Ontario Proposes Limiting “On-Call” Practice, Eliminating Non-Compete Agreements, and More
The government of Ontario has introduced legislation that they proclaim will “make the province the best place for people to work, live and raise a family.” The legislation, Bill 27 – the Working for Workers Act, 2021 (“Bill 27”), seeks to amend a series of provincial employment laws, promising to give employees within the province new and novel legal rights. This post covers some of the most important changes and how they may impact your business.
Bill 27, if it were to receive Royal Assent, would bring significant changes to the Employment Standards Act, 2000 (“ESA”). In its present form, Bill 27 would:
Add a new section to the ESA, Part VII.0.1, that would impose a requirement on a business, that employs 25 or more employees, to have a written policy with respect to an employee’s ability to “disconnect from work”. Disconnecting from work is defined under the Bill 27 to mean “not engaging in work-related communications, including emails, telephone calls, video calls or the sending or reviewing of other messages, so as to be free from the performance of work.”
If passed, employers would have six months, from the date Bill 27 receives Royal Assent, to implement such a policy, and would be required to provide the policy to all workers, including new hires, within 30 days thereafter. Bill 27 does not specify what must be included within the policy, although that may be prescribed in the future.

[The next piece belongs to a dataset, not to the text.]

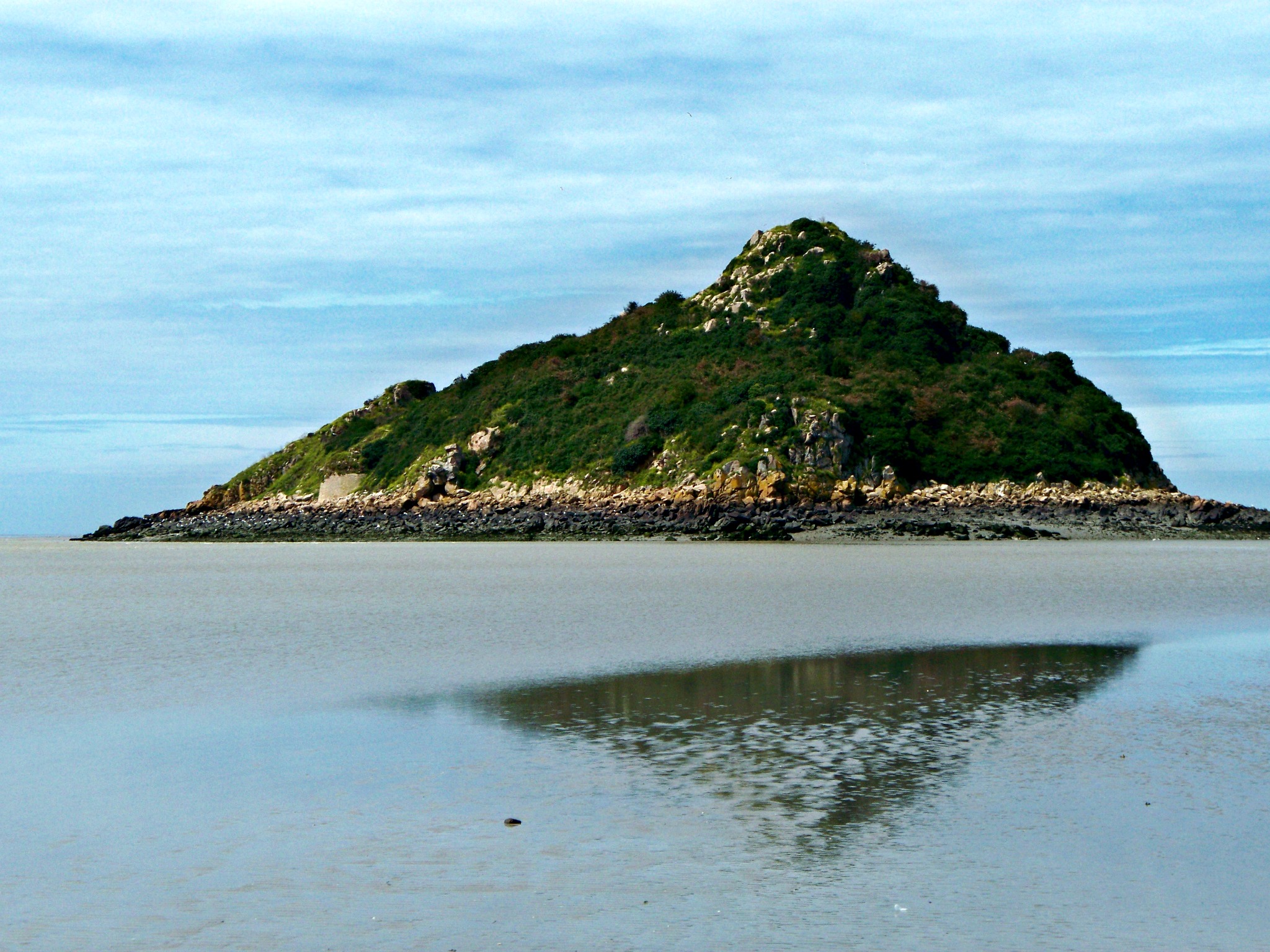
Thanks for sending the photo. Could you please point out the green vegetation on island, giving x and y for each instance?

This amendment could have serious, and costly, implications for employers who have employees operating on an “on-call basis.” Employers will have to assess their present workforce to proactively mitigate any impact this change may have.
Prohibit the use of Non-Compete Agreements that govern employee-employer relationships, unless a specific exclusion applies.

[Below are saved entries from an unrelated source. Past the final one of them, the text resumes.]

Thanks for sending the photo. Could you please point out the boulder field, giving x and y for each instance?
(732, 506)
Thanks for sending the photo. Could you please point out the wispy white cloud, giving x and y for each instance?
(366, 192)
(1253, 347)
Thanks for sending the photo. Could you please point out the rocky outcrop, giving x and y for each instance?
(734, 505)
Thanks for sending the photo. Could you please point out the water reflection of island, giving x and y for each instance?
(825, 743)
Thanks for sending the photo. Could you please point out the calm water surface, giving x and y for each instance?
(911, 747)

Exclusions for this section relate primarily to Non-Competes in the context of the sale and purchase of a business. These changes will not impact the use of Non-Solicitation agreements and will not apply retroactively to prior employment agreements.
Non-Compete Agreements have been notoriously difficult to enforce through the Courts. However, in certain circumstances, a very narrow and well drafted Non-Compete Agreement may be valid. The changes made by Bill 27 will effectively end this practice entirely.
Implement new licensing requirements for the use of temporary help agencies and recruiters, wherein employers would be required to hire only from licensed temporary help and recruitment agencies. Help and Recruitment agencies would have a series of compliance requirements under Bill 27 to be considered licensed by the Province.
In addition to the changes made to the ESA, Bill 27 seeks to amend the following pieces of workplace legislation:
Employment Protection for Foreign Nationals Act, 2009: A recruiter who uses the services of another recruiter in connection with the recruitment or employment of a foreign national, and if the recruiter who uses those services is a corporation, the directors of that recruiter, will be jointly and severally liable to repay fees charged to the foreign national by the other recruiter in contravention of the Employment Protection for Foreign Nationals Act.
Occupational Health and Safety Act: The owner of a workplace will be required to provide access to a washroom to persons making deliveries to or from the workplace. Certain exceptions are listed in Bill 27, including where providing access would not be reasonable or practical for health and safety reasons.
Workplace Safety and Insurance Act, 1997: Gives the Workplace Safety and Insurance Board new powers to distribute amounts in the insurance fund in excess of the prescribed amounts under Schedule 1.
Fair Access to Regulated Professional and Compulsory Trades Act, 2006: Would prohibit employers, in regulated professions, from including “Canadian experience requirements” as qualifications for registrations unless an exemption is granted. Regulated professions will also be required to ensure they comply with any regulations respecting English or French language proficiency testing requirements.
Employers and employees should monitor the developments of Bill 27 closely, as it has the potential to significantly change how many workplaces operate.
Please note that this bulletin is intended for informational purposes only and does not constitute legal advice or an opinion on any issue.